Mark Branson, president of BaFin. Image: Arne Dedert/picture alliance via Getty Images
Germany's top regulator called for global regulation of the crypto industry. He did it in order to prevent money laundering, protect consumers, and maintain financial stability. The massive collapse of the FTX empire has alarmed regulators even more. Lawmakers are working to implement effective and efficient crypto regulation. Mark Branson, the president of Germany's financial regulatory body, the Federal Financial Financial Supervisory Authority (BaFin), concurs.

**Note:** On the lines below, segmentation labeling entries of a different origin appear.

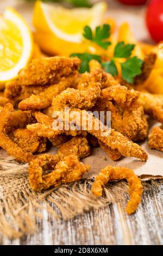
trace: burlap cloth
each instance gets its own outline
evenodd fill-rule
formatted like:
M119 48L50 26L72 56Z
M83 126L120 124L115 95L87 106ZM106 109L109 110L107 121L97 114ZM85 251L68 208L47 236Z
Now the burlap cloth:
M147 40L145 29L143 8L131 8L118 5L116 1L110 3L109 13L118 23L128 21L140 40ZM14 6L31 22L32 4L23 1L2 1L0 10L7 5ZM117 6L119 9L117 9ZM120 9L121 6L121 9ZM159 124L151 124L152 125ZM96 198L90 192L91 178L96 176L100 169L106 165L126 166L133 169L142 179L156 179L163 176L163 154L151 150L147 141L141 144L148 154L149 159L142 162L133 157L124 157L120 161L111 161L100 148L92 148L91 155L83 160L91 166L90 170L85 175L86 180L71 185L62 185L47 192L35 193L30 189L28 181L28 164L21 164L0 150L0 231L9 237L16 238L24 234L32 234L37 229L36 218L41 218L40 209L45 208L54 217L62 216L64 219L73 217L90 209L98 209L106 203L122 199L122 193L127 192L124 182L108 185L104 188L103 198ZM52 148L51 154L57 149ZM144 186L147 187L144 183ZM59 211L56 213L54 204ZM58 214L59 212L59 214Z

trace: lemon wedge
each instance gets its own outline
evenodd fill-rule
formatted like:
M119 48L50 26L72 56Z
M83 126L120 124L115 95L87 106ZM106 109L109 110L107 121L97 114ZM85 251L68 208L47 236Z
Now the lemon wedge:
M52 33L67 42L80 43L85 26L94 29L101 24L106 9L107 4L104 2L94 4L91 8L69 9L37 1L34 7L33 25L36 31L42 33Z
M30 28L14 9L7 8L0 16L0 83L14 79L33 54Z

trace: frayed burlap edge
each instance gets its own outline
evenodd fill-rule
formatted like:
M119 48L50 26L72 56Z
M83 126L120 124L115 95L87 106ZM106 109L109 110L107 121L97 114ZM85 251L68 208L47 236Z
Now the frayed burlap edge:
M36 193L29 186L28 164L20 164L10 157L1 158L0 231L10 239L33 234L37 230L36 218L42 218L43 209L54 218L67 220L124 199L122 195L128 191L125 182L114 182L106 186L103 197L97 198L91 193L92 184L92 180L86 180ZM54 204L57 212L52 206Z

He believes that a hands-off approach that "just lets the industry grow as a playground for grownups" is the wrong strategy. He is the president of BaFin, Germany's financial market regulator. He believes that a "crypto spring" may follow a "crypto winter." However, the crypto spring ultimately ties to the traditional financial system, increasing the need for regulation, according to Branson.

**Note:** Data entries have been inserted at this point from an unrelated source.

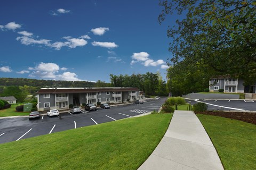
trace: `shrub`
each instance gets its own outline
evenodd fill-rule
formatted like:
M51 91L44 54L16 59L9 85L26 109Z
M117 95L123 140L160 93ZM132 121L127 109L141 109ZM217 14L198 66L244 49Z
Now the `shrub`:
M23 112L24 109L24 105L20 105L16 107L16 110L17 112Z
M37 111L37 108L33 107L31 109L31 112L36 112Z
M208 106L204 103L198 103L193 105L193 110L196 112L204 112L207 110Z
M224 89L219 89L219 92L224 92Z
M164 113L173 113L174 108L170 105L163 105L162 106L162 110Z

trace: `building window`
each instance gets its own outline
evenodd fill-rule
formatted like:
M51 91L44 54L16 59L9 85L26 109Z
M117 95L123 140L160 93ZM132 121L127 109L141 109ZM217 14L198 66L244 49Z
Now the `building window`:
M50 103L44 103L44 107L50 107Z
M50 98L50 94L44 94L44 98Z
M219 86L214 86L214 90L219 90Z

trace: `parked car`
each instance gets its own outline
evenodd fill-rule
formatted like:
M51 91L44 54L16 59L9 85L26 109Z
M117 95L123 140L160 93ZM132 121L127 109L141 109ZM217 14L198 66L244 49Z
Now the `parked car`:
M32 112L29 114L29 116L28 116L28 119L31 120L32 118L40 118L40 114L39 114L38 112Z
M100 105L100 108L110 108L110 106L107 104Z
M133 102L133 103L134 104L143 104L143 100L137 100L134 102Z
M73 114L75 113L81 113L81 109L78 106L74 106L70 108L70 112Z
M87 104L85 105L85 107L84 107L84 109L88 110L88 111L91 111L92 110L97 110L97 107L96 106L94 105L94 104Z
M58 116L59 115L60 112L59 112L59 110L57 109L50 110L50 112L47 112L47 115L49 117L55 115Z

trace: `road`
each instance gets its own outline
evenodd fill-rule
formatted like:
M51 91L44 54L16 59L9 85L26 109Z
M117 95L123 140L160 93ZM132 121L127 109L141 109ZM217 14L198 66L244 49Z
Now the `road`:
M129 104L98 109L97 111L71 114L61 113L60 117L41 116L40 119L29 121L28 117L0 119L0 143L90 126L131 117L139 114L157 111L166 98L151 100L143 104Z

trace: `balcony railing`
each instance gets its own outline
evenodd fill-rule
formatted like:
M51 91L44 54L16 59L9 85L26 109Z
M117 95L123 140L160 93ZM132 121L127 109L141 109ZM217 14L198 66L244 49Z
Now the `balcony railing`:
M67 101L68 97L56 97L56 101Z
M89 100L96 99L96 95L88 96L88 99Z
M226 81L226 85L236 85L237 81Z

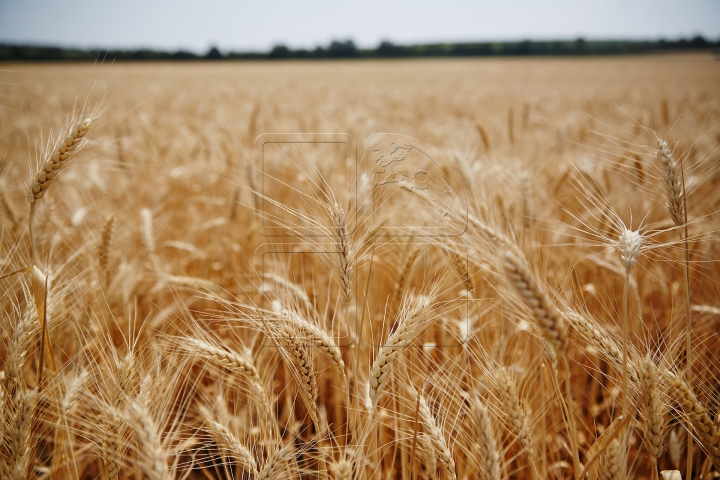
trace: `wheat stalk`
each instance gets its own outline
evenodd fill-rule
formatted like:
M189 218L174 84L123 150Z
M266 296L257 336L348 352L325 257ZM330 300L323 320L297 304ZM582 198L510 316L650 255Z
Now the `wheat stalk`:
M472 402L475 421L475 438L480 457L480 472L487 480L500 480L500 454L495 439L496 428L490 418L490 412L482 401L475 398Z
M255 479L271 480L275 478L283 478L282 475L286 474L289 467L288 462L292 459L292 457L292 443L288 443L282 448L276 448L272 454L272 457L270 457L267 462L265 462L265 465L263 465L262 470L260 470Z
M720 470L720 428L712 421L708 411L697 399L690 386L678 375L668 373L668 390L678 402L690 422L697 429L705 450L715 468Z
M145 463L145 471L154 480L170 480L167 455L157 425L144 405L132 402L127 409L128 422L133 425L138 442L138 454Z
M8 453L10 460L10 478L25 480L32 466L31 444L32 423L37 403L36 390L18 390L13 400L14 414L8 431Z
M103 461L110 480L115 480L120 475L120 465L123 458L122 437L125 425L120 412L125 406L126 398L132 389L134 380L135 356L132 352L128 352L120 362L116 388L110 399L110 405L105 409L105 418L101 422Z
M603 480L623 480L625 478L625 455L620 440L613 438L605 451L605 461L600 469Z
M657 367L650 356L646 356L638 368L639 383L643 399L643 415L645 417L645 448L657 468L657 460L663 452L663 404L658 390Z
M395 301L400 304L402 302L403 292L405 290L405 284L408 281L410 270L412 269L415 259L420 253L420 248L417 245L411 245L403 256L402 262L398 264L397 268L397 279L395 280L394 295Z

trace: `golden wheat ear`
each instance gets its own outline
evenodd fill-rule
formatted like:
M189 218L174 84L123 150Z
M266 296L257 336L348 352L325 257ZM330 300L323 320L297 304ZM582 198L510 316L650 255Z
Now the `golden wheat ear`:
M28 192L28 202L31 207L40 200L60 175L72 162L75 155L84 145L83 138L90 130L92 119L86 118L70 129L70 132L61 139L59 146L45 160L40 170L33 178Z

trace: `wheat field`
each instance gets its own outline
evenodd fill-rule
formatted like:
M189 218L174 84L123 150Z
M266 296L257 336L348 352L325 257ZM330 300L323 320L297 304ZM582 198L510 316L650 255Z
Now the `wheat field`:
M712 56L0 94L0 477L720 474Z

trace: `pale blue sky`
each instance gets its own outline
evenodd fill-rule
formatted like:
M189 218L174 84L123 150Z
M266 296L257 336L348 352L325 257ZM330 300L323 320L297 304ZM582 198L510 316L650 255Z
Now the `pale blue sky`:
M720 0L0 0L0 42L205 51L522 39L720 38Z

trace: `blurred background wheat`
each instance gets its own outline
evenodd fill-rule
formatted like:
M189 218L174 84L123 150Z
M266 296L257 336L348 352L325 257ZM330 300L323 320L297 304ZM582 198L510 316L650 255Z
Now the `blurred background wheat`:
M3 478L720 472L711 55L0 75Z

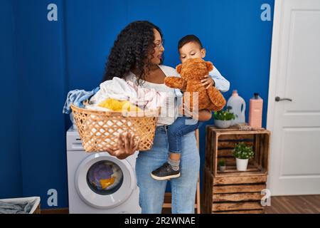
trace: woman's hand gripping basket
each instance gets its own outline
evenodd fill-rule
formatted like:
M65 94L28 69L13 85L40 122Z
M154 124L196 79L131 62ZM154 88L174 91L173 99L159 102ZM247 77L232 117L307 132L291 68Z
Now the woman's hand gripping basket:
M86 152L117 149L120 133L131 133L140 140L138 150L152 147L160 109L141 112L100 111L71 105L73 118Z

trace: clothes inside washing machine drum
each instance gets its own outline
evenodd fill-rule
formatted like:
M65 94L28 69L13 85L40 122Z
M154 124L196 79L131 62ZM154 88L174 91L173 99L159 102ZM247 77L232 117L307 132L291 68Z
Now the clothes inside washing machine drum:
M93 164L87 174L87 182L90 189L100 195L110 195L122 185L123 173L116 163L108 160Z

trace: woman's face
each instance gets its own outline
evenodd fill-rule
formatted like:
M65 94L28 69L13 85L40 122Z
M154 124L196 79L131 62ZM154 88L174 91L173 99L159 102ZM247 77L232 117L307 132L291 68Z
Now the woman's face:
M156 46L150 53L149 59L152 65L159 65L162 61L162 54L164 51L164 48L162 45L162 38L159 32L154 28L154 43Z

He said, “Now is the time for serious cryptocurrency regulation…The most important point is that it doesn’t need just a European solution. It needs a worldwide solution.”
Branson further urged all nations to work together to establish an articulate and comprehensive regulatory framework as soon as possible. He further stated that the lack of a stringent oversight regime was a mistake and that many security concerns could have been avoided if strict regulations had been in place. Notably, he has previously issued a warning to consumers. He advised them to be wary of crypto projects they invest in because they may carry significant risks.
It is worth noting here that the European Union has reportedly been working on the new Markets in Crypto Assets (MiCA) legislation. EU institutions and member states reached an agreement in July of this year on the package. This is set to go into effect in 2023. Its primary goal is to create a "unified regulatory framework for cryptocurrencies and related activities at the EU level." Reportedly, some officials have already discussed adopting "MiCA 2." European Central Bank President Christine Lagarde is among them. However, it will take another year for its provisions to be implemented across the EU's 27 member states.